Good catch. That was what I meant to type.
> > P0 has refcount 1
> > put_page(P0)
>
> but this is implicitly order 0
Right, because it's not a compound page.
> > P1 is not freed
>
> huh.
Yeah. Nasty, and we'll never know how often it was hit.
> > Fix this by freeing all the pages in __free_pages() that won't be freed
> > by the call to put_page(). It's usually not a good idea to split a page,
> > but this is a very unlikely scenario.
> >
> > ...
> >
> > --- a/mm/page_alloc.c
> > +++ b/mm/page_alloc.c
> > @@ -4947,6 +4947,9 @@ void __free_pages(struct page *page, unsigned int order)
> > {
> > if (put_page_testzero(page))
> > free_the_page(page, order);
> > + else if (!PageHead(page))
> > + while (order-- > 0)
> > + free_the_page(page + (1 << order), order);
>
> Well that's weird and scary looking. `page' has non-zero refcount yet
> we go and free random followon pages. Methinks it merits an
> explanatory comment?
Well, poot. I lost that comment in the shuffling of patches. In a
different tree, I have:
@@ -4943,10 +4943,19 @@ static inline void free_the_page(struct page *page, unsi
gned int order)
__free_pages_ok(page, order);
}
+/*
+ * If we free a non-compound allocation, another thread may have a
+ * speculative reference to the first page. It has no way of knowing
+ * about the rest of the allocation, so we have to free all but the
+ * first page here.
+ */
void __free_pages(struct page *page, unsigned int order)
{
if (put_page_testzero(page))
free_the_page(page, order);
+ else if (!PageHead(page))
+ while (order-- > 0)
+ free_the_page(page + (1 << order), order);
}
EXPORT_SYMBOL(__free_pages);
Although I'm now thinking of making that comment into kernel-doc and
turning it into advice to the caller rather than an internal note to
other mm developers.
On Mon, Sep 28, 2020 at 06:03:07PM -0700, Andrew Morton wrote:
> Well that's weird and scary looking. `page' has non-zero refcount yet
> we go and free random followon pages. Methinks it merits an
> explanatory comment?
Here's some kernel-doc. Opinions?
/**
* __free_pages - Free pages allocated with alloc_pages().

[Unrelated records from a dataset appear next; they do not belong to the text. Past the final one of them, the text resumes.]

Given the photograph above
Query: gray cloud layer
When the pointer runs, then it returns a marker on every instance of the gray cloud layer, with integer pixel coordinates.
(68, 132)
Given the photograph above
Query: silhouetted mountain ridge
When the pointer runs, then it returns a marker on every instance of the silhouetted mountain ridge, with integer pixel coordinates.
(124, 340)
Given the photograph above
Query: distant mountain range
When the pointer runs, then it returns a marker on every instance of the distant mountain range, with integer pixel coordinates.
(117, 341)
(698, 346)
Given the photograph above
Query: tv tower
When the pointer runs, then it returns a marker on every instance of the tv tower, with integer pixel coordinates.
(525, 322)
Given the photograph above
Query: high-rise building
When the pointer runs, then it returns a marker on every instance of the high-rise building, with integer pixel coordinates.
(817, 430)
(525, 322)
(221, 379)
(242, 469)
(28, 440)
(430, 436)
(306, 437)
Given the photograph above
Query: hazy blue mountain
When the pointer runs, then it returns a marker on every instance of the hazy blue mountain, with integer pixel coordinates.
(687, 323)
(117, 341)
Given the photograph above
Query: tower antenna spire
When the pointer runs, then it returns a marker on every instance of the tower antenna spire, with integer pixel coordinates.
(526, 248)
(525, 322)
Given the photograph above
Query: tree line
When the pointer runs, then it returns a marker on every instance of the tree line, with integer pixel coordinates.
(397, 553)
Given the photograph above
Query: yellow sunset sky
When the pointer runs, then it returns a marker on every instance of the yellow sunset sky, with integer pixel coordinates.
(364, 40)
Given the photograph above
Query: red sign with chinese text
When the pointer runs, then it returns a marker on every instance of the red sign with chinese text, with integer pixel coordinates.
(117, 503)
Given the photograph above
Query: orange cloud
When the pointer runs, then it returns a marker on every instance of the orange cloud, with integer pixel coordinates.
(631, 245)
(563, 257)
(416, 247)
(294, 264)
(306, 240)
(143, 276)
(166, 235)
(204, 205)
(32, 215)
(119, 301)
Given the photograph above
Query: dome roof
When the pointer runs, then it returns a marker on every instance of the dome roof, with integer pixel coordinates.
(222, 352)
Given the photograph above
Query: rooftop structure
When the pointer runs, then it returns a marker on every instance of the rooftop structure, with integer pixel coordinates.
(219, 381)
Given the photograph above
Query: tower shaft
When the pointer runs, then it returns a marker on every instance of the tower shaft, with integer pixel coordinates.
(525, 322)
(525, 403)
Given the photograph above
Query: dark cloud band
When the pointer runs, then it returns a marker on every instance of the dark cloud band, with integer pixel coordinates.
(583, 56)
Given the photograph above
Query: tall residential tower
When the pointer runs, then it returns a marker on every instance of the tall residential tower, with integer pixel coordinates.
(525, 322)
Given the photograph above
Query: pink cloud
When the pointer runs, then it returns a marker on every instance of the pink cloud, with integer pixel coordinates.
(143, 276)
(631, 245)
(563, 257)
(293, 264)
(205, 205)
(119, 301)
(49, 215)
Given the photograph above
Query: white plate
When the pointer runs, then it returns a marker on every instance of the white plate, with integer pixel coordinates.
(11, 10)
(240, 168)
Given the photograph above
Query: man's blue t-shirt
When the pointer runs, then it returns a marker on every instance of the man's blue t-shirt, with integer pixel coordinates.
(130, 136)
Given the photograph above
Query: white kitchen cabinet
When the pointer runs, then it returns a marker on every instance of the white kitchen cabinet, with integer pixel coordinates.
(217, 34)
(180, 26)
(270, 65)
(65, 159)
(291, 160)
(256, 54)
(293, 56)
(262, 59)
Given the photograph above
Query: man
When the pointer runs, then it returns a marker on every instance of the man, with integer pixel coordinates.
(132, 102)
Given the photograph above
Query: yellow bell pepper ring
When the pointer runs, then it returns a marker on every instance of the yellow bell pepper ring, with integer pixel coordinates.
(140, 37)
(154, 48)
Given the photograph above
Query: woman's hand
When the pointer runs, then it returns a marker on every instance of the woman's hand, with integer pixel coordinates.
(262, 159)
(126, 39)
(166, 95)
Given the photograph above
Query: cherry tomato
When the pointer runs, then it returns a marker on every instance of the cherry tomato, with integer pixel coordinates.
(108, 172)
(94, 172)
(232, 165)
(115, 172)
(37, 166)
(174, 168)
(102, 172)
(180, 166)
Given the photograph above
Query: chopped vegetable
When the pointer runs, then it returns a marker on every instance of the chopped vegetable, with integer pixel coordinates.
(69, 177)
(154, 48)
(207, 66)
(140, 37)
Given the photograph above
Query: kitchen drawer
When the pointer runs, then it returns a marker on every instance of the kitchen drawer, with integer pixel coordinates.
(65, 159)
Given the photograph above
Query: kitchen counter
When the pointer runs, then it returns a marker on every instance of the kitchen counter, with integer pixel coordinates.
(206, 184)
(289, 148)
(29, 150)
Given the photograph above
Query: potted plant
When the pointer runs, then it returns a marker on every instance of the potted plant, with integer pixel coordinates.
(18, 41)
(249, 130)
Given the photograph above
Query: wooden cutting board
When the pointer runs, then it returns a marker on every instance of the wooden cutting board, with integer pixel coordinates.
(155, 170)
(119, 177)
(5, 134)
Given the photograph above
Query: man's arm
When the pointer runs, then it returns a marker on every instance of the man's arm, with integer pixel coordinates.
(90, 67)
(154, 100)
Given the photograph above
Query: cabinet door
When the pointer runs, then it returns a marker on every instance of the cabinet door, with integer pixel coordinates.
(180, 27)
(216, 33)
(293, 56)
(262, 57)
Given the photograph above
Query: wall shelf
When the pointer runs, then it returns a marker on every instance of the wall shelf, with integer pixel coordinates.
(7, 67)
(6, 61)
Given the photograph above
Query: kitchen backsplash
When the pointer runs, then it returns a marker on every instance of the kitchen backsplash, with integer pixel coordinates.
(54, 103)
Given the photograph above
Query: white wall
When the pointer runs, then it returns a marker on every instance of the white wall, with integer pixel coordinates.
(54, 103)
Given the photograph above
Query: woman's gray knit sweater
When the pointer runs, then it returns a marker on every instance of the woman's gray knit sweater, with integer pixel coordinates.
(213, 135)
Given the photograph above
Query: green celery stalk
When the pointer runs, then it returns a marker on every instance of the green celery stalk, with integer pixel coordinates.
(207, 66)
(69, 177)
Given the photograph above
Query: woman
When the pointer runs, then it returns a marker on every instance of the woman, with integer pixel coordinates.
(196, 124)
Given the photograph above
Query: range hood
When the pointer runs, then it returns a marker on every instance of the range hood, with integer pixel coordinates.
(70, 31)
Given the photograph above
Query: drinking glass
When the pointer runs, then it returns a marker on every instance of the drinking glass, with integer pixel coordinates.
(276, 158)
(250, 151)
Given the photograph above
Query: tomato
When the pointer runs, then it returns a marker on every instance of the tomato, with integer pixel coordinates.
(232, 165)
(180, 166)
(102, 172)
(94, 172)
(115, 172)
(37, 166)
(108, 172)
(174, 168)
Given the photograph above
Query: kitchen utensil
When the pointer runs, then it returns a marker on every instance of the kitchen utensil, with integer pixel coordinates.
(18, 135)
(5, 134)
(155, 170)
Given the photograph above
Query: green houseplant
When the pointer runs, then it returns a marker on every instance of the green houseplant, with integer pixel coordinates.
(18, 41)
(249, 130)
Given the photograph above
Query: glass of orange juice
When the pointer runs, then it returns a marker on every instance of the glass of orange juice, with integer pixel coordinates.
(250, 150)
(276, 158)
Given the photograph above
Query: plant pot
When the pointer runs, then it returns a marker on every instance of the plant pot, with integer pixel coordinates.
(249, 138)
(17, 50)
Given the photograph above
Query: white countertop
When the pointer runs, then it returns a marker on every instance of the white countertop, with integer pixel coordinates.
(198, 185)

* @page: The page pointer returned from alloc_pages().
* @order: The order of the allocation.
*
* This function differs from put_page() in that it can free multi-page
* allocations that were not allocated with %__GFP_COMP. This function
* does not check that the @order passed in matches that of the
* allocation, so it is possible to leak memory. Freeing more memory than
* was allocated will probably be warned about by other debugging checks.
*
* It is only safe to use the page reference count to determine when
* to free an allocation if you use %__GFP_COMP (in which case, you may
* as well use put_page() to free the page). Another thread may have a
* speculative reference to the first page, but it has no way of knowing
* about the rest of the allocation, so we have to free all but the
* first page here.
*
* Context: May be called in interrupt context but not NMI context.
*/
On Tue, 29 Sep 2020 02:17:19 +0100 Matthew Wilcox <[email protected]> wrote:
> On Mon, Sep 28, 2020 at 06:03:07PM -0700, Andrew Morton wrote:
> > On Sat, 26 Sep 2020 22:39:19 +0100 "Matthew Wilcox (Oracle)" <[email protected]> wrote:
> >
> > > Here is a very rare race which leaks memory:
> >
> > Not worth a cc:stable?
>
> Yes, it probably should have been.
Have you a feeling for how often this occurs?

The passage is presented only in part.